When we were all campers at Stella Maris, Kara was the first to jump into the icy lake water and she was the first to beat all the boys at a basketball-shooting contest. When we got on staff together, Kara was the first one to admit how terrified she was at the new summer job. She was the first to find a gorgeous boyfriend, the first to say she was in love. After a day at the beach in Rochester when we both impulsively decided to get our belly buttons pierced, she volunteered to go first. Situations that made me nervous, or I found dangerous and scary, Kara found fun and just a normal part of embracing life.
We worked together at Camp Stella Maris for three summers, and Kara often stayed with my family on weekends when she didn't have time to make the drive back to Syracuse. Is it a cliche to think back on those times and remember nothing but adventures? Like sneaking down behind the chapel for a cigarette and some gossip; running down to the lake for a midnight swim without the rest of staff; going to her brother's when he wasn't home or to her grandparents' cabin to skinny dip. Yet most of our fun together was just spent talking. God, she was so interesting...
I just wanted into that mind of hers. She amazed me in so many ways, and growing up I wanted some of that. I wanted to understand how someone could be so blessed with money but still be so self-less. How can a family with so many kids doing so many things be so very close? How can someone be so daring, and so bold to go first at everything, but at the same time be so sensitive and loving to so many different people? How could a woman pull off being so athletic, but also so sexy and feminine at the same time like she did?
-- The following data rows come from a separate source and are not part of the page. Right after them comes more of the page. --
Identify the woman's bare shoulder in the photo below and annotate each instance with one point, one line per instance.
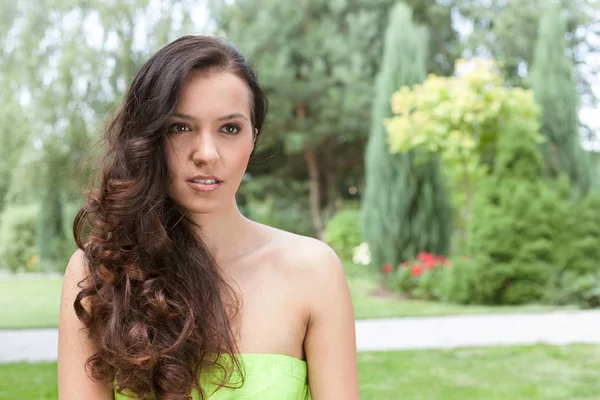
(307, 256)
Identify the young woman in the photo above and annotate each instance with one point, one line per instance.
(173, 292)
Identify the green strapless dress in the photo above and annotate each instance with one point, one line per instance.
(267, 377)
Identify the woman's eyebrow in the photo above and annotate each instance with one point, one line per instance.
(225, 117)
(232, 116)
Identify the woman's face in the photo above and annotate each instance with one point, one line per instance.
(209, 141)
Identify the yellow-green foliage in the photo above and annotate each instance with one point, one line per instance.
(460, 118)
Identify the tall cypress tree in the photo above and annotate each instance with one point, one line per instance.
(405, 208)
(553, 83)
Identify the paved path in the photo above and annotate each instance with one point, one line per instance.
(559, 328)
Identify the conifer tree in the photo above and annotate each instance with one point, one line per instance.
(405, 208)
(555, 90)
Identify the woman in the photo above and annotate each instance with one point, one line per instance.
(173, 291)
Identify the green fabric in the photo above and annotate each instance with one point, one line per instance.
(266, 377)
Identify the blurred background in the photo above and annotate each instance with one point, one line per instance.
(446, 149)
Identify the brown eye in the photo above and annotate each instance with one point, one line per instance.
(178, 128)
(231, 129)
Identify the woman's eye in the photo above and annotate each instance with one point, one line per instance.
(231, 129)
(178, 128)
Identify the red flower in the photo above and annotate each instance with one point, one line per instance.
(428, 259)
(416, 270)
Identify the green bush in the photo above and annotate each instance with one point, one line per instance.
(18, 251)
(419, 279)
(342, 232)
(277, 202)
(518, 233)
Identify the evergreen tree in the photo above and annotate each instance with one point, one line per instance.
(405, 208)
(555, 90)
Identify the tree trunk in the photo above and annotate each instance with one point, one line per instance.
(333, 194)
(315, 190)
(331, 176)
(312, 165)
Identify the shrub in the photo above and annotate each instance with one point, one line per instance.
(18, 251)
(342, 232)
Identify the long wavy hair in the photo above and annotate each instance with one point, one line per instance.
(153, 301)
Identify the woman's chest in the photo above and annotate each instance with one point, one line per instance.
(273, 316)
A few years after our last full summer together Kara came back to CSM for a two-week stint. On our final night together we snuck out after midnight, went up to the caretaker's workshop, and found several old name signs from the camp cabins. There were three of us and we each decided to steal the name of our favorite cabin. I took Jogues, my first cabin as a camper and as staff. Kara took Ave's sign, because of her memories from there. The signs were hung high and there was no ladder to reach them, so we pushed a three-wheeler up to the wall. In classic Kara style, she was the first to climb up that rolling vehicle which wouldn't stay steady. She stayed up there to take all three signs down because we were too scared to climb up ourselves. And yet I was not worried for her because she was someone who never seemed to get hurt pulling those stunts.
While walking back to our beds with our signs, we agreed we would grow up and hang our cabin names over our bathroom doors when we had homes of our own. We would teach our children that instead of asking to go to the bathroom they would ask to go to the "Ave" or the "Jogues." We all agreed to torment our kids this way, and that when the three of us got together 20 years from now we would tell them our story and they would understand how much the deep friendship we formed at Camp Stella Maris meant to us:
It meant reaching deeper and stronger and more lovingly into someone else who could have been so very different from you, and finding a connection so spiritual and so equal that it made you close no matter how many times she went to Africa or how long it had been since we'd last seen each other.
Kara always went first. And in January I learned just how true that was.
I have to remember how I felt when she would always go before me in life. I felt safer; I felt that if she could do it then so could I; and I felt watched and protected. Because what ever it was that Kara had just done, she would turn around and look at me, watching, helping, and encouraging me from the other side.